児童ポルノ所持事件と略式手続
児童ポルノ所持事件と略式手続について、弁護士法人あいち刑事事件総合法律事務所京都支部が解説いたします。
~事例~
京都府福知山市に住んでいるAさんは、海外の動画サイトから16歳の女子学生が性交する動画1本と衣服を一切に身に着けていない女子学生の画像1点をダウンロードして保存していました。
これらの動画は、Aさんが個人で見るために、Aさんのパソコンで保管していました。
しかし、ある日、Aさんの自宅に京都府福知山警察署の警察官が来て、児童ポルノ所持による児童ポルノ禁止法違反の疑いで家宅捜査を受けました。
Aさんは京都府福知山警察署で取調べを受けることになり、その後も何回か取調べに呼ばれると伝えられました。
その中で、自分の刑事事件について略式手続が取られるかもしれないと耳にしたAさんは、詳しい話を聞いてみたいと弁護士に相談してみることにしました。
(※この事例はフィクションです。)
・児童ポルノ所持事件
児童ポルノの所持の禁止は、正式名称を「児童買春、児童ポルノに係る行為等の処罰及び児童の保護等に関する法律」という法律(以下、児童ポルノ禁止法)で定められた犯罪行為です。
児童ポルノ禁止法では、以下の条文で児童ポルノの所持を禁止しています。
児童ポルノ禁止法第7条第1項
自己の性的好奇心を満たす目的で、児童ポルノを所持した者(自己の意思に基づいて所持するに至った者であり、かつ、当該者であることが明らかに認められる者に限る。)は、1年以下の懲役又は100万円以下の罰金に処する。
自己の性的好奇心を満たす目的で、第2条第3項各号のいずれかに掲げる児童の姿態を視覚により認識することができる方法により描写した情報を記録した電磁的記録を保管した者(自己の意思に基づいて保管するに至った者であり、かつ、当該者であることが明らかに認められる者に限る。)も、同様とする。

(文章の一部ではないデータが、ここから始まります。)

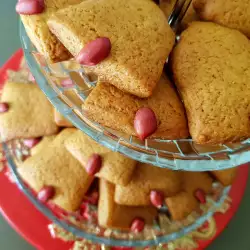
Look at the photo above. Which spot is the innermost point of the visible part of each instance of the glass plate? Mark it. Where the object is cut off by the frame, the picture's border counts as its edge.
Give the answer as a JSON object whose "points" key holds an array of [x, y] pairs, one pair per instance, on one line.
{"points": [[163, 230], [174, 154]]}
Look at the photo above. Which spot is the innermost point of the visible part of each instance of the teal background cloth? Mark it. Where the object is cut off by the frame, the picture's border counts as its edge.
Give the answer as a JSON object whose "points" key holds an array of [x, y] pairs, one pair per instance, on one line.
{"points": [[235, 236]]}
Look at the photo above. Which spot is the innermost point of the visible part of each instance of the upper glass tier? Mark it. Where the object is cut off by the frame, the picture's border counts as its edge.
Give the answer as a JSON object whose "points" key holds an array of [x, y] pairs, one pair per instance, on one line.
{"points": [[174, 154]]}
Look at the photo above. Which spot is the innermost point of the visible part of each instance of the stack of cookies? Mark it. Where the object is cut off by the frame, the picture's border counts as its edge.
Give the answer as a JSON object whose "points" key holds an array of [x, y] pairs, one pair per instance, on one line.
{"points": [[204, 94], [126, 43], [67, 168]]}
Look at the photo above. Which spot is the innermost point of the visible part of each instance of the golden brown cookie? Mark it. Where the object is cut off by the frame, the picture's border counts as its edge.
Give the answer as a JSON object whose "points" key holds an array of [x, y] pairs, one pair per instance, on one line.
{"points": [[211, 66], [190, 16], [136, 60], [147, 178], [55, 166], [30, 114], [116, 168], [193, 181], [231, 13], [45, 142], [37, 29], [225, 177], [112, 215], [105, 103], [181, 205]]}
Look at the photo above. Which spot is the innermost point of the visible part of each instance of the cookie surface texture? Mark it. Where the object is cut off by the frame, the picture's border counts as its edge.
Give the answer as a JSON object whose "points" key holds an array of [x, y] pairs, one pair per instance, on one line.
{"points": [[116, 168], [112, 215], [30, 114], [147, 178], [136, 59], [37, 29], [211, 66], [55, 166], [105, 103]]}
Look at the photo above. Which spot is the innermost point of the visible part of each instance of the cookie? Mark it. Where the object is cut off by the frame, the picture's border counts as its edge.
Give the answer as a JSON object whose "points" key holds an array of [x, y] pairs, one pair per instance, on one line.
{"points": [[181, 205], [55, 166], [30, 114], [225, 177], [105, 103], [192, 181], [190, 16], [234, 14], [147, 178], [116, 168], [136, 60], [37, 29], [45, 142], [112, 215], [214, 82]]}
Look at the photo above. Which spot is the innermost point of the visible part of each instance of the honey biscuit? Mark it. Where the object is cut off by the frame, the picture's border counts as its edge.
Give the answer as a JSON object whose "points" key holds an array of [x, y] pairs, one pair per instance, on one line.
{"points": [[193, 181], [225, 177], [45, 142], [181, 205], [112, 215], [116, 168], [37, 29], [55, 166], [30, 114], [145, 179], [190, 16], [214, 82], [233, 14], [136, 60], [105, 103]]}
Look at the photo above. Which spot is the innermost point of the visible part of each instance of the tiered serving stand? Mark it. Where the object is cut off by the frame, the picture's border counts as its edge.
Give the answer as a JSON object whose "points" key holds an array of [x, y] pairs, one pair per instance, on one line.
{"points": [[174, 154]]}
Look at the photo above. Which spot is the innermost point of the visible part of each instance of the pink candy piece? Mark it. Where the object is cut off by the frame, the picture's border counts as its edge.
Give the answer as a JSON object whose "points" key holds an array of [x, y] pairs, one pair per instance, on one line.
{"points": [[30, 7], [137, 225], [94, 164], [31, 78], [46, 193], [93, 198], [30, 143], [200, 196], [67, 83], [94, 52], [145, 123], [4, 107], [156, 198]]}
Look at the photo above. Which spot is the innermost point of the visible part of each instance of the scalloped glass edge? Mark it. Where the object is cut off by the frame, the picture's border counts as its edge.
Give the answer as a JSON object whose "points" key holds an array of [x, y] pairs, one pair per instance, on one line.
{"points": [[102, 240], [175, 164]]}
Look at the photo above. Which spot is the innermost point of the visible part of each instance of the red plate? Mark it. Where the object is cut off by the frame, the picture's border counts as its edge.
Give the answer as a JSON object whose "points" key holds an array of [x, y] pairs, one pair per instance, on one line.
{"points": [[18, 210]]}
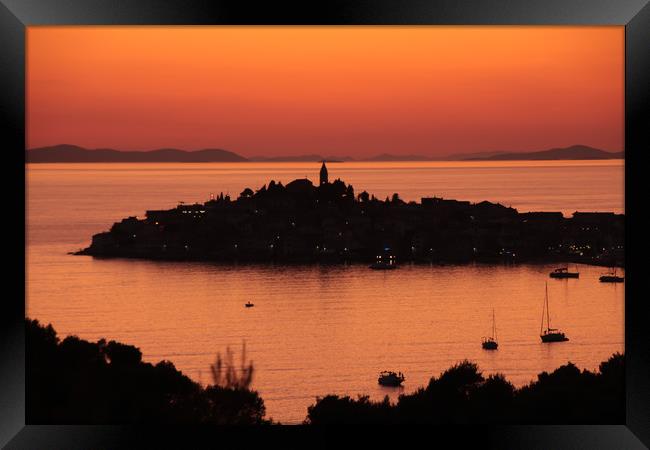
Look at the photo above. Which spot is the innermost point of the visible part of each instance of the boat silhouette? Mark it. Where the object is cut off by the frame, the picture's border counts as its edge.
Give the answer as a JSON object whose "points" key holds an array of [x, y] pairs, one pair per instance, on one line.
{"points": [[611, 277], [389, 378], [490, 343], [563, 272], [550, 334]]}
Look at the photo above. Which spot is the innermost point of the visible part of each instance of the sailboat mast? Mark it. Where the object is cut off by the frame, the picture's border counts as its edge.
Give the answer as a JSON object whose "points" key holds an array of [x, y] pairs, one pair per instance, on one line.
{"points": [[548, 316], [541, 325]]}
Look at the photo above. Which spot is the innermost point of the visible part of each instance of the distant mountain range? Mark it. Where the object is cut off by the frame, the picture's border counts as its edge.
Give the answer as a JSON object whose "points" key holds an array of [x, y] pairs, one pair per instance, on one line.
{"points": [[573, 152], [75, 154]]}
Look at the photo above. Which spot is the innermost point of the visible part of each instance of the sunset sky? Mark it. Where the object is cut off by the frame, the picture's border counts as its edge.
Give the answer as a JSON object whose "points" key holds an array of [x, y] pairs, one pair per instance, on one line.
{"points": [[346, 91]]}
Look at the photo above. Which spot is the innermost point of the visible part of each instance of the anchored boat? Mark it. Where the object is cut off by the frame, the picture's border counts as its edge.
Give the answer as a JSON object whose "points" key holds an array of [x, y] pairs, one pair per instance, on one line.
{"points": [[563, 272], [550, 334], [490, 343], [388, 378], [611, 277]]}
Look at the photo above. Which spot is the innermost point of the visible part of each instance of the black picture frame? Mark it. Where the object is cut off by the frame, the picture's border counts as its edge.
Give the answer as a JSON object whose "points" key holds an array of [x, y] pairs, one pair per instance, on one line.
{"points": [[16, 15]]}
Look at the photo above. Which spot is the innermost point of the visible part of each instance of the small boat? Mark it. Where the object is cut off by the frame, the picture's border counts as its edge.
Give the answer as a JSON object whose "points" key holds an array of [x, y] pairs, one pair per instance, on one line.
{"points": [[611, 277], [387, 378], [491, 343], [563, 272], [384, 263], [550, 334]]}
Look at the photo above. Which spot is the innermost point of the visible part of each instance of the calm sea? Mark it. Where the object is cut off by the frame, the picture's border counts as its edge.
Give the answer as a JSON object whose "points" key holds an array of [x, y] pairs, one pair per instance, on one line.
{"points": [[316, 330]]}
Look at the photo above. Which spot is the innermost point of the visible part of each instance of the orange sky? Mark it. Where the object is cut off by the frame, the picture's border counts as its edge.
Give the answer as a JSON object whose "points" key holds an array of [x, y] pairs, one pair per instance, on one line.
{"points": [[354, 91]]}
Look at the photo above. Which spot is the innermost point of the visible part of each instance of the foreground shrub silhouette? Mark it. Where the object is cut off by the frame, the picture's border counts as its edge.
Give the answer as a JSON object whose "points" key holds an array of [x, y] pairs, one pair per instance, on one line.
{"points": [[74, 381], [461, 395]]}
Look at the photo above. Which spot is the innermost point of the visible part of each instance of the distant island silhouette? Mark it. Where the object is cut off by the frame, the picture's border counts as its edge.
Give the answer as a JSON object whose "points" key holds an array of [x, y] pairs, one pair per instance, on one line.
{"points": [[66, 153], [306, 223]]}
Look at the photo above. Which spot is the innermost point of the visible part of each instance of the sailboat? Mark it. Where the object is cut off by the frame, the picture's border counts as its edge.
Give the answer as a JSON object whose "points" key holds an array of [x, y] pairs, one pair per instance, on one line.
{"points": [[550, 334], [490, 343], [563, 272], [611, 277]]}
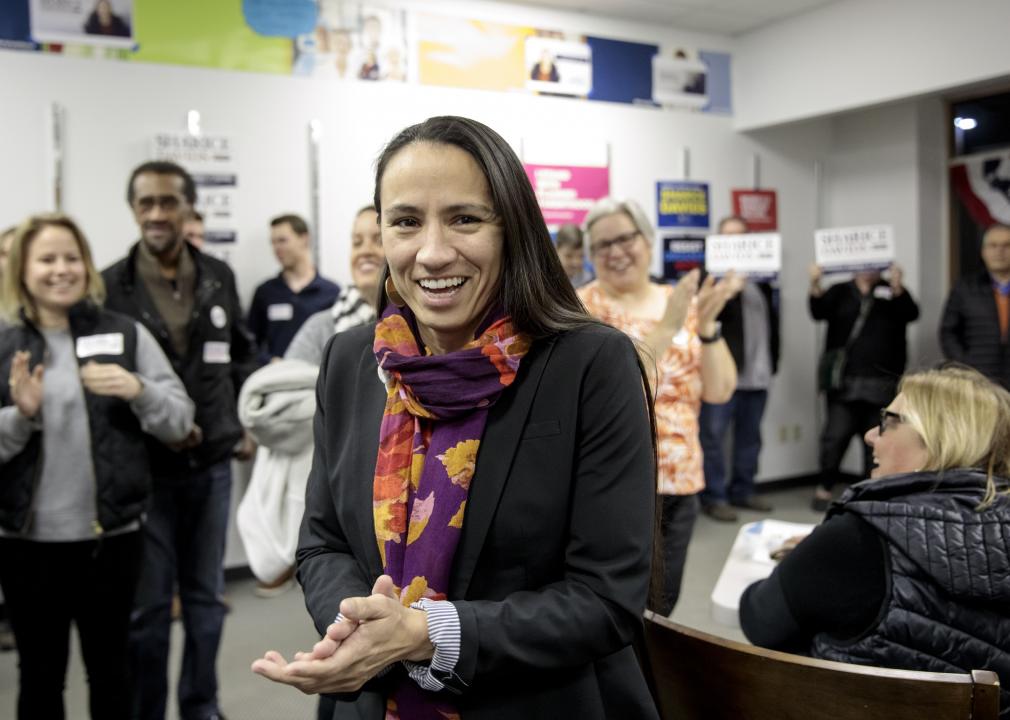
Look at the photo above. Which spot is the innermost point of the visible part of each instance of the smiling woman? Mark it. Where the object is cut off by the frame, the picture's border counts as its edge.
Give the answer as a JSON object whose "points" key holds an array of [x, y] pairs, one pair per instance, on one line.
{"points": [[911, 568], [504, 459], [85, 387]]}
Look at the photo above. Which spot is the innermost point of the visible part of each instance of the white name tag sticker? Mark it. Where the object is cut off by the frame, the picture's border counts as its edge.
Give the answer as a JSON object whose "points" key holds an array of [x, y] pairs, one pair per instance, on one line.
{"points": [[280, 312], [216, 352], [109, 343]]}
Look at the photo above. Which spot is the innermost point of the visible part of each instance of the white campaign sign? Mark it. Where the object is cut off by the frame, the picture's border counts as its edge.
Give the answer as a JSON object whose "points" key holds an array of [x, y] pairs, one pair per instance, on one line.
{"points": [[844, 249], [756, 254]]}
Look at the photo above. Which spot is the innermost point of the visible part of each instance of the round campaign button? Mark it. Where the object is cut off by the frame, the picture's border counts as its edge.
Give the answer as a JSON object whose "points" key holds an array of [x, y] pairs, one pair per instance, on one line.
{"points": [[218, 317]]}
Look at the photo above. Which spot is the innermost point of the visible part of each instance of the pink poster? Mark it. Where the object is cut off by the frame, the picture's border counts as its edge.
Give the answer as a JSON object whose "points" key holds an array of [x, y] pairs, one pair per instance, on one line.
{"points": [[566, 193]]}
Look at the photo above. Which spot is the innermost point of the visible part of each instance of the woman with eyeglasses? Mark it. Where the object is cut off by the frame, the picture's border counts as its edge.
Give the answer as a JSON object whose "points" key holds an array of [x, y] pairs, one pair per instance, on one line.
{"points": [[681, 343], [911, 568]]}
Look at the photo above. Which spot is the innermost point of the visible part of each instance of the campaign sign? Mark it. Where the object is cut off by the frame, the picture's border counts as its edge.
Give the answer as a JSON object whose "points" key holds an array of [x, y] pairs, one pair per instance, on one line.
{"points": [[680, 204], [848, 249], [681, 254], [758, 208], [756, 255], [566, 193]]}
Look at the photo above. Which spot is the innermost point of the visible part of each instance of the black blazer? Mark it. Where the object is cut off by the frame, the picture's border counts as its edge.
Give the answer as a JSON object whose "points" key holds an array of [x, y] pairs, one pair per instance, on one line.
{"points": [[551, 572]]}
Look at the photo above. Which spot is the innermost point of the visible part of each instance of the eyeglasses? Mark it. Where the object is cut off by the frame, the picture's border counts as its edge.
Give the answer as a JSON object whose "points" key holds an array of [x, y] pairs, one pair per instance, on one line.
{"points": [[890, 419], [622, 241], [166, 202]]}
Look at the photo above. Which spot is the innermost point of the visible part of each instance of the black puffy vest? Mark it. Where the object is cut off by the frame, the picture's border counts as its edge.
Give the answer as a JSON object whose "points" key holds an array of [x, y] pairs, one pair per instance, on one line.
{"points": [[122, 475], [947, 608]]}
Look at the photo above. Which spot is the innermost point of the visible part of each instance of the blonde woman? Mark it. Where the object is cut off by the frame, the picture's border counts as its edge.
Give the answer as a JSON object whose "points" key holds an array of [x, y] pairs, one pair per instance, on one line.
{"points": [[911, 568], [681, 342], [85, 388]]}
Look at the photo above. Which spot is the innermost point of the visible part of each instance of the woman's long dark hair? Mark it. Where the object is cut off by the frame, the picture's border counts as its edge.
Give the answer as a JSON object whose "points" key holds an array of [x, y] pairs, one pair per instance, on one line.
{"points": [[534, 291]]}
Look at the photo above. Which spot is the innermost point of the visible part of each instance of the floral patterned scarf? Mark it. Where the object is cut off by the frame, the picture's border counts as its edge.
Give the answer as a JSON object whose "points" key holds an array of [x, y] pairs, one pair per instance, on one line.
{"points": [[436, 408]]}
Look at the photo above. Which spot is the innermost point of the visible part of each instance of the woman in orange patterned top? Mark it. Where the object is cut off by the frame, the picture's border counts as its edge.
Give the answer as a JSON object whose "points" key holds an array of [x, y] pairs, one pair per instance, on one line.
{"points": [[680, 342]]}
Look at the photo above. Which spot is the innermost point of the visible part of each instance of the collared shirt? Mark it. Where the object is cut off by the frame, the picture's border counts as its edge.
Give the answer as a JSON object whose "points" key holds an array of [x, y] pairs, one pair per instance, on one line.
{"points": [[278, 312], [174, 299]]}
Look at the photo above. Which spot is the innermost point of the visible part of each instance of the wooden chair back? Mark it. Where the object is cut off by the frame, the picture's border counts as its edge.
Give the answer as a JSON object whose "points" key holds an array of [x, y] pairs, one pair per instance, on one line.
{"points": [[694, 675]]}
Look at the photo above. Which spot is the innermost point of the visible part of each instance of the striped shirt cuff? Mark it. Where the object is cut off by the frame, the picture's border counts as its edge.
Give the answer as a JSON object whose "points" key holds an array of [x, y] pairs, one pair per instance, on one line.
{"points": [[443, 631]]}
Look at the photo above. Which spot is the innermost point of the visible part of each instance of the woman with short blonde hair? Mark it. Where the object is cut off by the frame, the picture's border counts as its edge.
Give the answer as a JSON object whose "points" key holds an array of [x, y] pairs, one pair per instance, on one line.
{"points": [[13, 294], [911, 568], [85, 389], [681, 343]]}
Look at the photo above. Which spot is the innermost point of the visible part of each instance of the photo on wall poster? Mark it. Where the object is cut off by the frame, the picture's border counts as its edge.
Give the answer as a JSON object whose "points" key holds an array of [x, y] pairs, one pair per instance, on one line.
{"points": [[106, 23], [354, 41], [557, 66]]}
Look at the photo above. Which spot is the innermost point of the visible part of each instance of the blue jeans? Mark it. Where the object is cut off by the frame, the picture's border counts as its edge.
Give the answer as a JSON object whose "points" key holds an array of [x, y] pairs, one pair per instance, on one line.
{"points": [[184, 544], [743, 411]]}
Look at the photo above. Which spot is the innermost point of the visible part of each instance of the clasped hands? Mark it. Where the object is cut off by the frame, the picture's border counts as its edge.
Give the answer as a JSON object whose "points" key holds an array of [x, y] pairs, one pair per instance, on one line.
{"points": [[99, 378], [376, 631]]}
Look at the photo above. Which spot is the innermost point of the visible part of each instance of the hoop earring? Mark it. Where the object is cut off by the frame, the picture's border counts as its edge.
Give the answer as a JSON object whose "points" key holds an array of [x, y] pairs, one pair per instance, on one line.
{"points": [[394, 295]]}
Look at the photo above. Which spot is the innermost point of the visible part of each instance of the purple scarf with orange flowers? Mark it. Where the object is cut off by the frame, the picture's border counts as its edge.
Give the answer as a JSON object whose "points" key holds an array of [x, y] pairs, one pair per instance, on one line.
{"points": [[436, 408]]}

児童ポルノ禁止法において、児童ポルノの単純所持は、たとえその所持の目的が自身の性的欲求を満たすためであっても禁止されています。
児童ポルノの単純所持の場合は、児童ポルノの販売目的の所持の場合に比べて法的刑は軽くなっています。
これは、販売目的で児童ポルノを持っていたのであれば、児童ポルノがさらに広がるおそれがありますが、単純所持であればその可能性は低いことから、性的虐待の程度が小さいと判断されるためです。
本件の場合には、Aさんは児童ポルノの単純所持に当たり、かつ所持している児童ポルノは計2点と少ないため、罰金刑も考えられる事案です。
・略式手続
では、Aさんが受けるかもしれないと言われた略式手続とは、どういった手続きなのでしょうか。
一般に略式手続と呼ばれる手続きは、刑事訴訟法第461条から第470条にかけて定められている刑事裁判の手続です。
略式手続の特徴は、簡易に迅速に裁判が行われるため、迅速な裁判が行われる点です。
この略式手続をするためには、
1 簡易裁判所の管轄に属する事件であること
2 100万円以下の罰金、科料などを科すことができる事件であること
3 被疑者が略式手続を行うことに異議がないこと
が必要になります。
以上の要件を満たす場合に、検察官が簡易裁判所に対して書面で公訴を提起することによって行われることができます(刑事訴訟法第462条第1項)。
また、略式手続の日数ですが、略式手続の請求を受けた裁判所は、略式命令が可能かつ略式命令が相当と判断した場合には略式手続の請求を受けた日から14日以内に判断することになっています(刑事訴訟法規則第290条第1項)。
そのため約2週間という速さで罰金などの判断が出ることになります。
また、略式判決に不服がある場合には、公判を請求することもできます(刑事訴訟法第465条)。
今回の事案についてみると、児童ポルノの単純所持の量刑は1年以下の懲役又は100万円以下の罰金です。
そのため、Aさんが同意すれば、管轄の簡易裁判所に公訴を提起することによって略式手続となる可能性も考えられるでしょう。
ただ、実際にAさんの立場になった場合、どうするべきかよくわからないと思う人も多いでしょう。
その場合には、刑事事件に強い弁護士に相談しながら決めることをおすすめいたします。